Skip to first unread message

Andrea Gaudio

unread,

Jan 31, 2024, 10:13:18 AMJan 31

to SKAT and MetaSKAT user group

Hi,

I have a couple of questions regarding results interpretation. I have a datasets of ~200 samples (105 tests:80 ctrls) that have been subsetted retaining variants with AF_nfe<0.01 (after normal QC steps). I am running SKATO analysis as following:

bed="./file.bed"

bim="./file.bim"

[...]

Generate_SSD_SetID(bed, bim, fam, SetID, SSD, info)
SSD.INFO<-Open_SSD(SSD, info)

FAMCOV = Read_Plink_FAM_Cov(fam, cov, Is.binary = T,cov_header=F)
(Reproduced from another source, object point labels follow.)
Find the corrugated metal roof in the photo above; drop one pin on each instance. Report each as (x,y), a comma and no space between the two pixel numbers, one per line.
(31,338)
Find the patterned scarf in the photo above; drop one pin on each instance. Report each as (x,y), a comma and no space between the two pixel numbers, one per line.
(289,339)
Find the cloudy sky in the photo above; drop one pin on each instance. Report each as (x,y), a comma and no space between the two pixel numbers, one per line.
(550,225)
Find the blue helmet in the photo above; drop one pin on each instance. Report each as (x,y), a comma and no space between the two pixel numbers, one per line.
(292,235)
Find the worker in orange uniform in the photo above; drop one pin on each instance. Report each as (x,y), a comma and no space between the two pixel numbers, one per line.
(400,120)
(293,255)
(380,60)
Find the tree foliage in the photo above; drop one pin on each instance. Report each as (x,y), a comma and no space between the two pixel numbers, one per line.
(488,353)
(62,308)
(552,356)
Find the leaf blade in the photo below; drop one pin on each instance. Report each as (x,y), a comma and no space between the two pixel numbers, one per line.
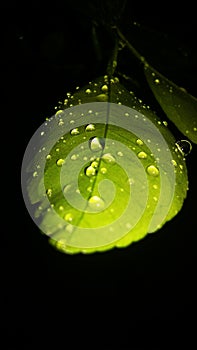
(179,106)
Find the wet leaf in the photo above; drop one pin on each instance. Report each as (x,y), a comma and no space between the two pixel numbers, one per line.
(179,106)
(103,172)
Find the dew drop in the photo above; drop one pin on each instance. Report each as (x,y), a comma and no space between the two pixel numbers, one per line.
(96,203)
(74,157)
(108,158)
(152,170)
(102,97)
(184,147)
(103,170)
(96,144)
(120,154)
(104,88)
(90,171)
(68,217)
(142,155)
(88,91)
(48,157)
(139,142)
(60,162)
(67,188)
(61,122)
(74,131)
(49,192)
(94,164)
(90,127)
(174,162)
obj_2<-SKAT_Null_Model(Phenotype ~Sex+COV1+COV2, data=FAMCOV, out_type="D", n.Resampling = 150)
out.skato_2<-SKATBinary.SSD.All(SSD.INFO, obj_2, method="SKATO")

----

I tried to view a head(out.skato$results, n=15) of out.skato_2$results to check my most significant SetID. What I can see is this :

SetID P.value N.Marker.All N.Marker.Test MAC m Method.bin MAP
TOLLIP 0.00408482833943312 3 3 5 5 ER 1.41608735833571e-06
TRIM62 0.0114374722142699 5 5 5 5 ER 0.0027745686023805
SLC15A4 0.012238408493282 4 4 6 6 ER 9.13557668861148e-06
C1QC 0.0129281258528486 3 3 4 4 ER 0.00494110777259975
IKBKB 0.0188163336005402 6 6 8 8 ER 3.24372462007309e-06
PYCARD 0.0193904701383181 1 1 1 1 ER 0.0193904701383181
DEFB118 0.024473425966973 3 3 7 7 ER 8.40867535575008e-07
IFIH1 0.0272642338314762 9 9 15 15 ER 3.65401488181125e-16
DEFA5 0.0284552707144266 4 4 8 8 ER 1.09025532341022e-08
IFIT5 0.0318538084173642 6 6 11 11 ER 6.54958554049511e-10
MAP3K5 0.033188763190525 1 1 27 27 ER.A -1
BPIFB3 0.0334549501143324 5 5 8 8 ER 4.83450946486671e-05
CSF1R 0.0334586889354163 9 9 16 16 ER 1.18361601439823e-12
C4BPA 0.0362967172030714 4 4 16 14 ER 2.24778178244795e-09
CD209 0.0374247404728045 1 1 7 6 ER 0.000134741961247268

Trying to inspect variants distribution between cases and controls by gene I stopped at gene "MAP3K5". Here, pvalue is 0.033. When I table variants distribution I obtain this:

test controls Gene pval
rs1346689102 27 0 MAP3K5 0.03318876

Here, my question is: in this specific case where a variant is present only in cases and none in controls, with a very unbalanced distribution, how can I discard its significance in term of pvalue (given that bonf corrected threshold is 0.0001 and so 0.03 results not significant) giving that distribution? And I get even more doubtful when, trying other combinations of variant filtering I found a bonf-corrected significant pvalue in a set where the three variants where distributed 2 in cases and 1 in controls (data not shown).

I know pvalue in SKATO doesn't have a direction but I am struggling understanding these differences.